Thursday, June 1, 2017


            I learned at lot at Amherst College, where the ideal graduate was described as “the Whole Man.” The means to this end was the Core Curriculum of required courses and distribution requirements. Nursing was, decidedly, not part of the Core Curriculum. I’ve had to that learn on my own.

            Wound care is definitely part of nursing, and I have successfully observed the hospital nurses, and then Genne’, change the dressing of Kim’s foot-long incision down the center of her back. My education was successful, as when Genne’ left on Wednesday, Kim’s wound no longer needed a dressing. Now I will watch for the steri-strips to fall out, a task well within my skillset.

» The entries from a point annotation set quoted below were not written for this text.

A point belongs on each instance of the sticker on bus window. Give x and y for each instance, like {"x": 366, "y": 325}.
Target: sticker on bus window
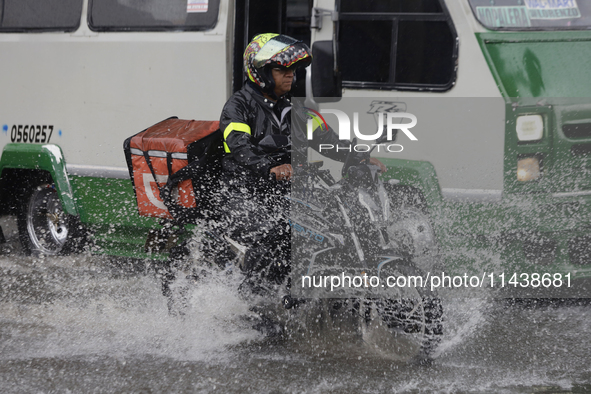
{"x": 503, "y": 16}
{"x": 197, "y": 5}
{"x": 552, "y": 9}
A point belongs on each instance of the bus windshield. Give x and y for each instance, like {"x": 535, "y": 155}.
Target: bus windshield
{"x": 533, "y": 14}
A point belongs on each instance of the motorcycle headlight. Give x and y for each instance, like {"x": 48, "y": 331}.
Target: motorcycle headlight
{"x": 530, "y": 127}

            Kim has to be very careful with her newly repaired spine. One of the doctors said she should avoid BLT: bending, lifting, twisting. Kim is fortunate to have me around to help her get dressed. This is harder than it looks. The first time I put on her socks I put one on inside out, and then I had to decide whether I should match the second one to the first or take it off and start over. I put on her pajama top backwards twice, but to my credit I did not put it on upside down. Kim is working hard to dress herself.

            Kim is going to have to wear a brace for several months. Fortunately, this is not the turtle-shell device we feared, and she does not need to wear it when lying down, which is most of the time. A good nurse knows how to put on and then remove the brace. She has to put it on when lying down, which involves her log-rolling (hips and shoulders on the same plane) while I reach the device around her, in a nursely embrace, and then clip it shut. This act resembles a hug. Kim, my independent woman, is learning to do it on her own.

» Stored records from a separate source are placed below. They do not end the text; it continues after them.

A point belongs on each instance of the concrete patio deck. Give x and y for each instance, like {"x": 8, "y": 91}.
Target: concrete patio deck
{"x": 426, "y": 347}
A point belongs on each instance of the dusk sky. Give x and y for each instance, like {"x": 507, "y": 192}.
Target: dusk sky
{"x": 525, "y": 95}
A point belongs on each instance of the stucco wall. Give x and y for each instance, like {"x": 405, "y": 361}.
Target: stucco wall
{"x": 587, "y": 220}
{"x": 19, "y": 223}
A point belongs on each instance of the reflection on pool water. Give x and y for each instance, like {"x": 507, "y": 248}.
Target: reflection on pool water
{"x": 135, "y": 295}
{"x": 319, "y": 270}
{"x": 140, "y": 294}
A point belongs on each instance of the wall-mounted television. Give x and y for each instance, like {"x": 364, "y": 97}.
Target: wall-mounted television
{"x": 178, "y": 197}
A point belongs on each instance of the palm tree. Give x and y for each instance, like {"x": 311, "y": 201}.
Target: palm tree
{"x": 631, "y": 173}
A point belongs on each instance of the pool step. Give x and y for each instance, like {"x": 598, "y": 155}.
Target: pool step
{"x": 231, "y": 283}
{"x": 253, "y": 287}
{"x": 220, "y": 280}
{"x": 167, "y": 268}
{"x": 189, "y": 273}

            Then there are the bathroom related activities – not easy while observing BLT. We bought Kim a deluxe wiping device that looks a lot like the toilet brush that Kim bought for me, thinking I would clean the toilets, with a place to clip a wad of paper. We took it back. Kim found a way. My job as a nurse was to flush the toilet because Kim can’t reach back or down to do it.

            Showers are another BLT challenge. I watched Genne’ give her mother a shower using the showerhead on a hose that I installed ALL BY MYSELF. Kim is a modest woman, so I tried not to look, focusing instead on the process and the equipment. Afterwards, Genne’ suggested that we hire someone to come in twice a week for the showers. She knows her mom – and me – pretty well. I would not consider this a nursing defeat because, after all, I did hook up that showerhead. Randy thinks I might enjoy bathing Kim. We’ll see.

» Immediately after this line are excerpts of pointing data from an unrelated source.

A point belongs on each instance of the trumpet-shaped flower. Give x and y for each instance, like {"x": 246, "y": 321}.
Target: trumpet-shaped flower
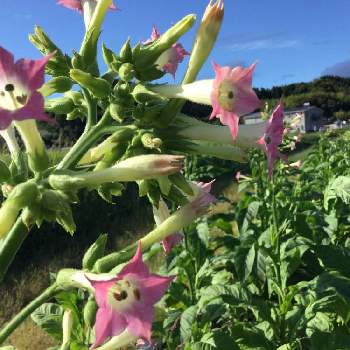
{"x": 169, "y": 60}
{"x": 19, "y": 82}
{"x": 126, "y": 301}
{"x": 85, "y": 7}
{"x": 273, "y": 136}
{"x": 79, "y": 4}
{"x": 232, "y": 95}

            Genne’, of course, was the real nurse for the week she was here – caring for her mom, analyzing her pain as a gifted physical therapist and then dealing with doctors to try to come up with the best solutions. She also coached Kim on the best ways to move, sit, recline, get up from the toilet, get into a car – all those daily motions that most of us take for granted. Then there was the occasional affectionate massage and the ongoing words of encouragement, paired with alerts that she had better take a rest.

            And Scott came up to give her a break from our nursing. He took his mom for a walk outside, which for Kim was a spiritual experience.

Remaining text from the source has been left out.